In courses where no standardized test is used as a metric, and where teachers design their own tests and metrics and assign their own grades, you can see that the situation is ripe for a number of problems. The most basic one is “What are the goals of this course, who sets them, and who measures the degree of their attainment?”
Scarcely anyone in the English dept would argue with the proposition that “writing well” is a highly desirable outcome of each of our core courses. Since there are different kinds of writing, however, there can be disagreement as to what kind of writing is most important; there can be disagreement as to how much time other desirable goals (such as speaking well) should take away from the time spent on improving writing; there can be disagreement on whether students are expected to hit some common standard or simply to “improve” a reasonable amount.
In math, “understanding algebra” (or whatever course) is scarcely a goal with which one could argue. But there is–or can be–plenty of disagreement about what it means. Here are some basic questions to which any math course (we’ve moved beyond the algebra example cited above) should, I think, have answers before one starts to teach it.
- What kinds of problems should students be expected to solve?
- What is the role of proof in the course?
- What kinds of creativity are expected/allowed in the course?
- How significant should applications of the subject to problems in other disciplines or “the real world” be?
- What kinds of methodology are to be emphasized in the course?

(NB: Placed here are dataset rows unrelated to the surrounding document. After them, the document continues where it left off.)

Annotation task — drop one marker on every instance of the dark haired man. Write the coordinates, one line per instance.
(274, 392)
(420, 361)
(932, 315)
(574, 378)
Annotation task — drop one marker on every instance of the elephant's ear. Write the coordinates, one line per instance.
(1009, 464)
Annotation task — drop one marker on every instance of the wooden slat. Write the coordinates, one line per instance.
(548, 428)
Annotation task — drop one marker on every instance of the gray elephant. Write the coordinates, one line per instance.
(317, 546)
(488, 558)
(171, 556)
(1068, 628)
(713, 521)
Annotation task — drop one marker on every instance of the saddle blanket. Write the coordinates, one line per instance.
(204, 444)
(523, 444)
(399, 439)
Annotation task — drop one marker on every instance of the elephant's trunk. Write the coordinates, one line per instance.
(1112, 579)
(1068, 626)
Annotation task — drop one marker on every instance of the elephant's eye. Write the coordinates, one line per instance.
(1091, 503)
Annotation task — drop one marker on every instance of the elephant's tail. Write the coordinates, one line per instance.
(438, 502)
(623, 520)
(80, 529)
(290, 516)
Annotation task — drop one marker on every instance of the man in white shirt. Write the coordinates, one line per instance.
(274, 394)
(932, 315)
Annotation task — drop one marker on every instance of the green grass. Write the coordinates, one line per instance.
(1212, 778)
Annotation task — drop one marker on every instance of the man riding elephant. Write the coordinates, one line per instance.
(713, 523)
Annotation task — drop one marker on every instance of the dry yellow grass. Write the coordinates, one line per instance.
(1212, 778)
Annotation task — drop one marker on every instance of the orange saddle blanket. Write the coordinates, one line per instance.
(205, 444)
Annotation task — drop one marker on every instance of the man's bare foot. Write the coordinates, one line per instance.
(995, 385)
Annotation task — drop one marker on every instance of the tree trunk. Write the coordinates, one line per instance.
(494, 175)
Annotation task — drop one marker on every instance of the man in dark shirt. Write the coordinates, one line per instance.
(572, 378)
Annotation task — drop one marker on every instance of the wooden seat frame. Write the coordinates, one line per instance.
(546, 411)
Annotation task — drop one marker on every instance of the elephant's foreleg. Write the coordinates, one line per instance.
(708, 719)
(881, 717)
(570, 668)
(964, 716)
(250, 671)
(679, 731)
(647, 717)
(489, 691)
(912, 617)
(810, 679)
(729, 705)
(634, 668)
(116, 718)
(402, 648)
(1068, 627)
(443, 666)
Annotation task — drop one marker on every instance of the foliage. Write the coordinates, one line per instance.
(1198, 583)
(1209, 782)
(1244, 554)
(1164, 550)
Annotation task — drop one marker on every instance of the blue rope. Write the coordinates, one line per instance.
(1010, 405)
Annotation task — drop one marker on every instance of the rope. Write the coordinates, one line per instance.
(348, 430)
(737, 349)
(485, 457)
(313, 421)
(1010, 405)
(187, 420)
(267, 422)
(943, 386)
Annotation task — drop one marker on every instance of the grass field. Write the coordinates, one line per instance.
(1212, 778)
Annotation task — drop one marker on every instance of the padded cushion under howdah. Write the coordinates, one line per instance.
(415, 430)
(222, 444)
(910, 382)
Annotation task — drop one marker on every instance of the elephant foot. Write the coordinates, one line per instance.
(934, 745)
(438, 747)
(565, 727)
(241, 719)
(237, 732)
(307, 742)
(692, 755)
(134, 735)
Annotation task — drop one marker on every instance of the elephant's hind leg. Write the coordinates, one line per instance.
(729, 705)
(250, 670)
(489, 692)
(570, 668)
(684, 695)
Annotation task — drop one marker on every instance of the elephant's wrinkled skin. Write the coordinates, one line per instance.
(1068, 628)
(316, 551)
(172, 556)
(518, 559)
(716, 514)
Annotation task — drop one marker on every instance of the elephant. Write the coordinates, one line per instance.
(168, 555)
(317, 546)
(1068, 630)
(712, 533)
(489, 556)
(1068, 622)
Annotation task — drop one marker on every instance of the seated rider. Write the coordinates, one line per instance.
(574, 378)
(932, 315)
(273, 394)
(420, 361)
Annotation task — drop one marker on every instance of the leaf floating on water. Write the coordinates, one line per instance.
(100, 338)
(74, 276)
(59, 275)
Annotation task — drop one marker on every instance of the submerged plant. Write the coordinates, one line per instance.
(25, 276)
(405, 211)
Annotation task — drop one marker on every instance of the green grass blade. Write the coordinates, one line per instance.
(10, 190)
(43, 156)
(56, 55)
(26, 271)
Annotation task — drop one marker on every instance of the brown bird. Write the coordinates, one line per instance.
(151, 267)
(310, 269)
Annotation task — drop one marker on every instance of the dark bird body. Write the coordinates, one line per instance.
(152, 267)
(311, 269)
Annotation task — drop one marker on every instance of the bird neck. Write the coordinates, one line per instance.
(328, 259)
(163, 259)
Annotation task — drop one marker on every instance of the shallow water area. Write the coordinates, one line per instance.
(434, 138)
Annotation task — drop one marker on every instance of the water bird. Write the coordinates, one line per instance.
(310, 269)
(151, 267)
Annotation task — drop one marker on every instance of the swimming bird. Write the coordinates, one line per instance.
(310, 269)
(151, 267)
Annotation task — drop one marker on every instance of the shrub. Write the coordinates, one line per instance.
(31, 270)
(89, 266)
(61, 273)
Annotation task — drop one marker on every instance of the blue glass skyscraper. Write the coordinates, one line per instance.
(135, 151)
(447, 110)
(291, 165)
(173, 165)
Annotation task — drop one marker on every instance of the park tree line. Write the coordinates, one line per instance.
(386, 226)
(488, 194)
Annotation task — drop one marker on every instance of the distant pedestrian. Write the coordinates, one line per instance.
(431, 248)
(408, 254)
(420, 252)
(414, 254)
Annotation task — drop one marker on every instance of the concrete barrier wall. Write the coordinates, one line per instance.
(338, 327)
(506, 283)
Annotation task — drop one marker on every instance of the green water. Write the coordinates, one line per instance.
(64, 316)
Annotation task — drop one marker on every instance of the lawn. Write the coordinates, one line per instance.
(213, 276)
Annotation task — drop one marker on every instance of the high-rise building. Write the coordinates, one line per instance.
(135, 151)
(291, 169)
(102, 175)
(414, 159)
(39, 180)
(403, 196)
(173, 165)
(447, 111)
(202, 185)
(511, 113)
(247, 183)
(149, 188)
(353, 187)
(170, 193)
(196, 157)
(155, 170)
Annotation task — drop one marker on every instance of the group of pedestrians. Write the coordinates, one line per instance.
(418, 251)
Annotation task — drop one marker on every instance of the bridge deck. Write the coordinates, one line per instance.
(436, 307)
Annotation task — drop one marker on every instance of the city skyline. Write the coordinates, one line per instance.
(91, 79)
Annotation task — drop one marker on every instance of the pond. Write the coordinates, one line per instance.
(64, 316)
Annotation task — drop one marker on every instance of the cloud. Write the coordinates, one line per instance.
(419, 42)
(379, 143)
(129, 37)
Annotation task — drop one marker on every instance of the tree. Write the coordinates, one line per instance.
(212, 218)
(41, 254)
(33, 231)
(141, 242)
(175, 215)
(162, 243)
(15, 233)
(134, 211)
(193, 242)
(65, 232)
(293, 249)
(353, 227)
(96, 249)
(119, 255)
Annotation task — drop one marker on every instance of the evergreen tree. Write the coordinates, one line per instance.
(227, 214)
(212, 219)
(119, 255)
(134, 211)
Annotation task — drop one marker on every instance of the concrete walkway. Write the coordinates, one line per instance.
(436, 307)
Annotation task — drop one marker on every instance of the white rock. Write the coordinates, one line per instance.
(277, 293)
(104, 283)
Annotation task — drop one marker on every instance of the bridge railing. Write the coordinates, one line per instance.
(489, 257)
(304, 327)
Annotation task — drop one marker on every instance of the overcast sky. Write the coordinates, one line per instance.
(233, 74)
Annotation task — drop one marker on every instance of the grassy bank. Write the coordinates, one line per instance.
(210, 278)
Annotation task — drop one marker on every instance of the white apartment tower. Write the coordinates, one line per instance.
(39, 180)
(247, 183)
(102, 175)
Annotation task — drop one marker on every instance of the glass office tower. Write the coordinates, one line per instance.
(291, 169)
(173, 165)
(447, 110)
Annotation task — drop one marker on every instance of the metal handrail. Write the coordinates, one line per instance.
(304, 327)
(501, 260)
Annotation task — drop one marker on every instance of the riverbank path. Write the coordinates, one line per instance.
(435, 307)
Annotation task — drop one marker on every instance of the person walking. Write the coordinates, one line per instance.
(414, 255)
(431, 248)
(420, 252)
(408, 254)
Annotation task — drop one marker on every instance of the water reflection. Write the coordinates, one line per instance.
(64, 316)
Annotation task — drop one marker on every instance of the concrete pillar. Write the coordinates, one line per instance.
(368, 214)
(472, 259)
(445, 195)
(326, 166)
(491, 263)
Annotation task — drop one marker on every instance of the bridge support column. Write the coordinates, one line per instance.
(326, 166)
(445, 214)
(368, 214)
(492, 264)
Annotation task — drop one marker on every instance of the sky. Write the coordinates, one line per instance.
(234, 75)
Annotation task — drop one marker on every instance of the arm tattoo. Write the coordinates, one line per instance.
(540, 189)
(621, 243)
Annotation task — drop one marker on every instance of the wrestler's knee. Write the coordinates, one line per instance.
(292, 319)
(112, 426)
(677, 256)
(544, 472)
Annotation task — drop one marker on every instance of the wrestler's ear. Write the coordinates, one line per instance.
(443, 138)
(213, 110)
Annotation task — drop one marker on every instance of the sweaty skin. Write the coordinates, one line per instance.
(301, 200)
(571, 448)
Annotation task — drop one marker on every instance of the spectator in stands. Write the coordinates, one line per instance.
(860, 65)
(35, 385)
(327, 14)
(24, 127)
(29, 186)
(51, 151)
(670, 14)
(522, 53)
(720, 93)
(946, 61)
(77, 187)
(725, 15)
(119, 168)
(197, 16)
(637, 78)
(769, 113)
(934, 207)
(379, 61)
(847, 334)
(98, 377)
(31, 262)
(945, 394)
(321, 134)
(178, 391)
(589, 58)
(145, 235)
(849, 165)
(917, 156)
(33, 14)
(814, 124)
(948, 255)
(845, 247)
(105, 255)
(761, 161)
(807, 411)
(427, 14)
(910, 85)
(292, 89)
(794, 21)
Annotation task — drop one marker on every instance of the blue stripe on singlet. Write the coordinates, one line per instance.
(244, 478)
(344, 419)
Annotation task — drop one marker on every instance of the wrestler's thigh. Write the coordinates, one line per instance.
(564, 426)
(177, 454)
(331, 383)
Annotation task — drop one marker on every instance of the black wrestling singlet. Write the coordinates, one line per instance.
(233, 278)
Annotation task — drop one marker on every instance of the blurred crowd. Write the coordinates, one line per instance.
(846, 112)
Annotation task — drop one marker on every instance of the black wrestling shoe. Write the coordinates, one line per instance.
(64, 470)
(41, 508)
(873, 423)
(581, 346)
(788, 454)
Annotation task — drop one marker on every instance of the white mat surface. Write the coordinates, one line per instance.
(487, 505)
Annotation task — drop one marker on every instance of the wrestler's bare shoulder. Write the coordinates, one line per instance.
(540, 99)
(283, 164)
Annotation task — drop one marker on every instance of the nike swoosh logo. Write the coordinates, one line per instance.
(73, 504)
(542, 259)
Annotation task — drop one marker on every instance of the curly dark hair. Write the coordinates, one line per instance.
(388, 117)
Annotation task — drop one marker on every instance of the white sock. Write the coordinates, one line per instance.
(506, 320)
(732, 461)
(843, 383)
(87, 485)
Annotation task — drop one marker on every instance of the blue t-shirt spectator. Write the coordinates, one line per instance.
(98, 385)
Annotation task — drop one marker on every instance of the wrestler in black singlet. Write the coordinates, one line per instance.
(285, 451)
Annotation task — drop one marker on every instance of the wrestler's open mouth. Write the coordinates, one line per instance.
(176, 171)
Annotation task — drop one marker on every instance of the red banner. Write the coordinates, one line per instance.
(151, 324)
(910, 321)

Let me give a few examples:
What kinds of problems should students be expected to solve?
Are the problems essentially single-step or multi-step? Do they require knowing only one basic concept or more? Are they identical or very similar to problems already done? Are they algorithmic, or should students have to think about how to solve them even if they “know the material”?
What is the role of proof in the course?
Are proofs and derivations basically ignored? Does the teacher present them during exposition? Are students expected to be able to reproduce given proofs or derivations on assessments? Are students expected to do proofs or derivations other than ones they’ve already seen?
What kinds of creativity are expected/allowed in the course?
As long as students learn the indicated algorithms/procedures and learn to recognize when to use them, will they do well? Are different, but mathematically sound, approaches to the same problem presented by the teacher or encouraged in the student’s work? Are there open-ended questions or discussions where students can more easily deviate from a “typical response path”? Are there independent projects in the course where students have some control over what problems they attack as well as on how they attack them?
How significant should applications of the subject to problems in other disciplines or “the real world” be?
In a “pure math” course, the question of applications by definition does not arise. But even number theorists can no longer claim such applications do not exist. The most they can now do is refuse to entertain them. Most students will be more interested in courses where they see some connection to the world around them, especially the parts of it in which they are interested. For your math course, is it a “pure math” course? (It’s extremely unlikely to be if it’s in high school.) If not, are the applications well thought out to develop mathematical thinking? Are they introduced at the beginning of a concept in order to motivate its study? Or are they thrown in as after-thoughts? Are they examples in which students might actually be interested? Are the necessary to understand, or can an uninterested student just tune them out? Do they tie in with the subject matter of other courses in which the students are enrolled? Do they presage some other math topic that will be coming up soon?
What kinds of methodology are to be emphasized in the course?
There are many levels at which any subject, math included, can be understood. The first is “not at all.” Presumably, that’s not a desirable level in a math course. But even here, “not at all” is scarcely accurate. Most people understand the basic math principles of counting, ordering, and grouping. It wasn’t until Russell and Whitehead tried to put math on a “first principles” basis that most people (at least, of those who tried to read their work) understood how incredibly profound those concepts are….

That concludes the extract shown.